Plot the global distribution of all sequences in R

This tutorial will guide you through the process of plotting the global distribution of all sequences in R by fetching data from the open SARS-CoV-2 LAPIS API of CoV-Spectrum. It is able to aggregate data. You will learn how to query the API, check for errors and deprecation, parse data as a data frame, and create a plot using the ggplot2 package.

Prerequisites

You should have a basic understanding of R programming and the ggplot2 package.

Step 1: Query data from the LAPIS API

First, you will use the fromJSON function from the jsonlite package to query the LAPIS API:

library(jsonlite)
response <- fromJSON("https://lapis.cov-spectrum.org/open/sample/aggregated?fields=region")

The URL used in the query is structured as follows:

  • https://lapis.cov-spectrum.org/open: This is the base URL for the LAPIS instance.
  • /sample/aggregated: This endpoint retrieves aggregated data
  • ?fields=region: This query parameter specifies that we want to aggregate the data by the region field.

By querying this URL, you fetch the aggregated data on sequences stratified by their regions.

Step 2: Check for errors

Before proceeding, it’s important to check if there are any errors in the API response:

errors <- response$errors
if (length(errors) > 0) {
stop("Errors")
}

If there are errors, the program will stop with an error message.

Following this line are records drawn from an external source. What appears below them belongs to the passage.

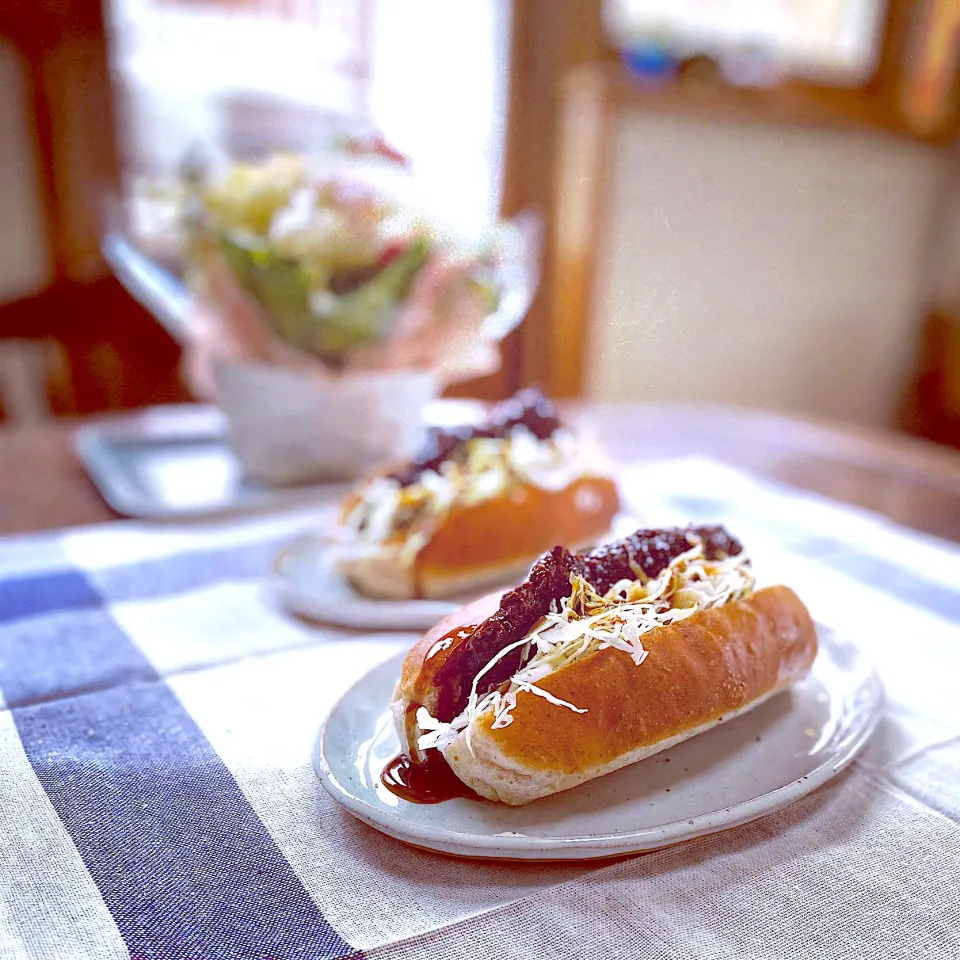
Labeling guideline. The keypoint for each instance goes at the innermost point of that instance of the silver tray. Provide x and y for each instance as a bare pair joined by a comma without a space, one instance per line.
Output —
175,462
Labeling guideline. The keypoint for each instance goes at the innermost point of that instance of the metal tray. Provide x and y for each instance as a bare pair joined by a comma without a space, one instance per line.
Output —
175,462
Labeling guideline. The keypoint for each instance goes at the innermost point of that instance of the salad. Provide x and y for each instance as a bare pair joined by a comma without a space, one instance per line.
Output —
331,256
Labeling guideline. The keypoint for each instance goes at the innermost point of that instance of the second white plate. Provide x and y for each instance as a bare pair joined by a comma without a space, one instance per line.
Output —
734,773
308,583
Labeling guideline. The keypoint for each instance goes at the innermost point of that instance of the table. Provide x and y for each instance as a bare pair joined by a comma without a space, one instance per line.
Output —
912,482
158,711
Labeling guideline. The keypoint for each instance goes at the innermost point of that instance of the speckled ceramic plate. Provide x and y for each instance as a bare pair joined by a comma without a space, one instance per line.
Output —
307,582
736,772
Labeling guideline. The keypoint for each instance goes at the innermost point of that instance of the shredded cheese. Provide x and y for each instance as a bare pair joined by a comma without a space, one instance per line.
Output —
586,622
486,469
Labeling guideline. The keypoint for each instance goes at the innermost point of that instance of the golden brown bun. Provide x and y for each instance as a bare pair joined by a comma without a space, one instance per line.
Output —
490,542
699,672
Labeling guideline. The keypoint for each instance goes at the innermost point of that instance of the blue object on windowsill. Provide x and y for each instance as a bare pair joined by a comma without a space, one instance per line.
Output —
650,61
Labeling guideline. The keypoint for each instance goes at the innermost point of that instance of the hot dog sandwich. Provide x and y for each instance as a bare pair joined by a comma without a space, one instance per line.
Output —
477,506
596,661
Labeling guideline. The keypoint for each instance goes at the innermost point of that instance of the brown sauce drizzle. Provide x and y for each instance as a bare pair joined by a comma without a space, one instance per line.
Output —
528,408
431,782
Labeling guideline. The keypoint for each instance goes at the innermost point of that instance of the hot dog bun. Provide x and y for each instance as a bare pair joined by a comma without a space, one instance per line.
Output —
493,541
700,672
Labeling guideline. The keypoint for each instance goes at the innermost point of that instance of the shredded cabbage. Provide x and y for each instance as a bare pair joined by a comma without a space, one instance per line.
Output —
488,468
586,622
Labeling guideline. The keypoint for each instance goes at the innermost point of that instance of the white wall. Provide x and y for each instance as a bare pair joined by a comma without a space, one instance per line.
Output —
766,266
24,267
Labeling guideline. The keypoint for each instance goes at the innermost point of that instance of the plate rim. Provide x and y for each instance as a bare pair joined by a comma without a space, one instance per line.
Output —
472,845
392,614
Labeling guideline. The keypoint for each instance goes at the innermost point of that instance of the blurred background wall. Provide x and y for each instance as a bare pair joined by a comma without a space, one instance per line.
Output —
24,266
764,266
743,202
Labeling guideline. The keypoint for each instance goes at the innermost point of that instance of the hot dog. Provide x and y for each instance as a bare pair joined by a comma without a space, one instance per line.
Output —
476,506
598,660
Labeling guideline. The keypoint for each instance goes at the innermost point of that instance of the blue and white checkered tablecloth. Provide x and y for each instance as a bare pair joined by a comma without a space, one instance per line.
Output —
157,798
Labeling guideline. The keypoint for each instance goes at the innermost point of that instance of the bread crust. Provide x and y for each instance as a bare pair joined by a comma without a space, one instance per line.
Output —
490,542
699,672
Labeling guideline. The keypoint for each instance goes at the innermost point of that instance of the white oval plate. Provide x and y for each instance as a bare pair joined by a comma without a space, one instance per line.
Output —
306,580
736,772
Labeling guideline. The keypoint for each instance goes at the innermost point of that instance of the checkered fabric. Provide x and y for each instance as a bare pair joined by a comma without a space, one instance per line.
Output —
157,798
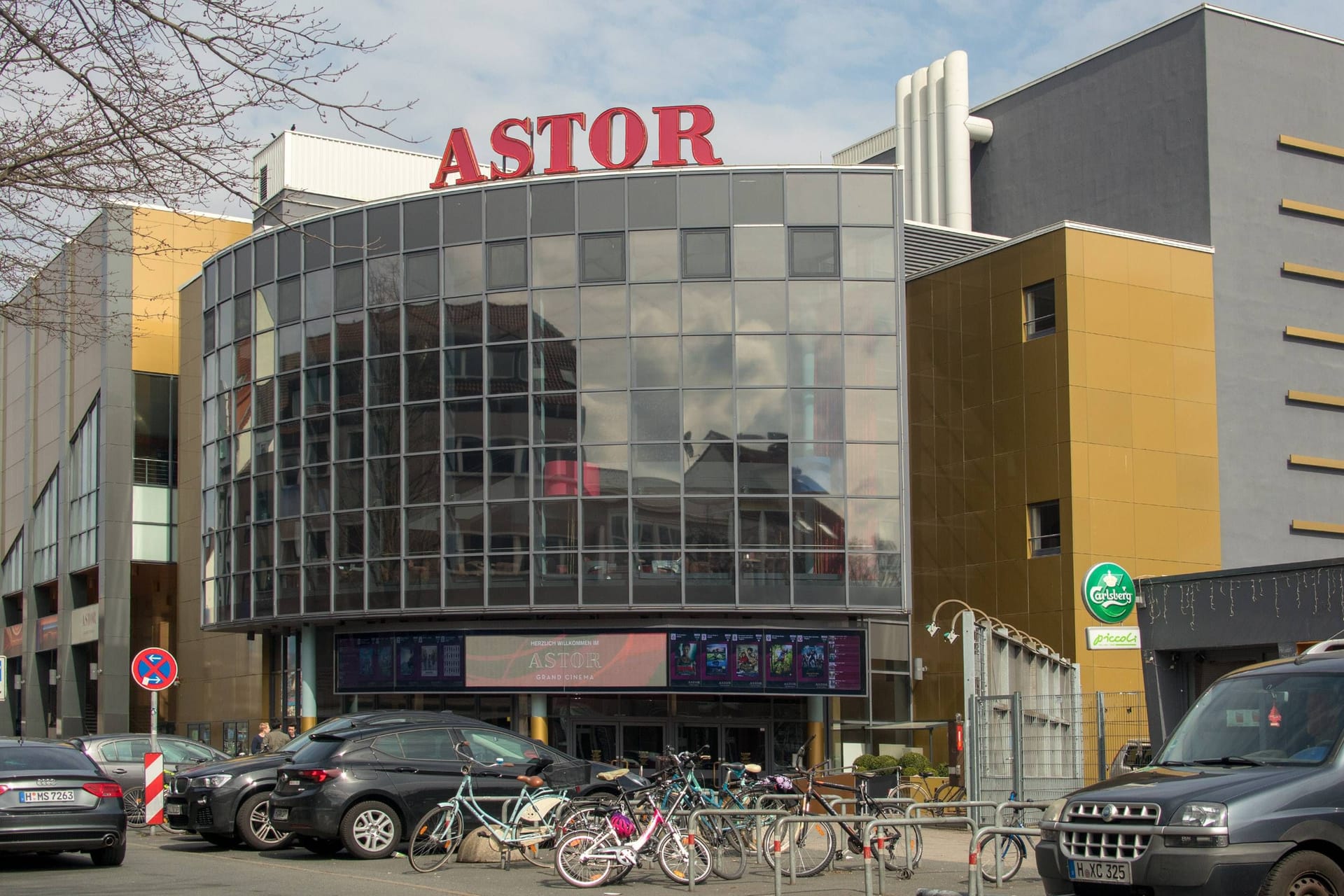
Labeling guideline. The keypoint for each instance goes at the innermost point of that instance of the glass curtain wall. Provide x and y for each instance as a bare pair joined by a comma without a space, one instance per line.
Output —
644,390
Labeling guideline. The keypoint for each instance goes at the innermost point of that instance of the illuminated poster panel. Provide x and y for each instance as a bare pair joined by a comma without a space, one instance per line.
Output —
760,662
603,660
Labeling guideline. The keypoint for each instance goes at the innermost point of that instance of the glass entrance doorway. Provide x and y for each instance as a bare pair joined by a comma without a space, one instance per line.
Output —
726,743
635,745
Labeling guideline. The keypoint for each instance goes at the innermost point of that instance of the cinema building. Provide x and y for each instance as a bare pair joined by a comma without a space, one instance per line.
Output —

Step 3: Parse data from JSON as a data frame

Now that you have verified the API response, you can parse the data into a data frame:

data <- response$data

Step 4: Create a plot using ggplot2

Finally, you will use the ggplot2 package to create a polar bar plot of the global distribution of sequences by region:

library(ggplot2)
ggplot(
data,
aes(x = "", y = count, fill = region)) +
geom_bar(width = 1, stat = "identity") +
coord_polar("y", start = 0) +
theme_minimal() +
theme(
panel.grid=element_blank(),
panel.border = element_blank(),
axis.ticks = element_blank(),
axis.title.x = element_blank(),
axis.title.y = element_blank(),
axis.text.x = element_blank())

This will generate a polar bar plot displaying the global distribution of all sequences by region.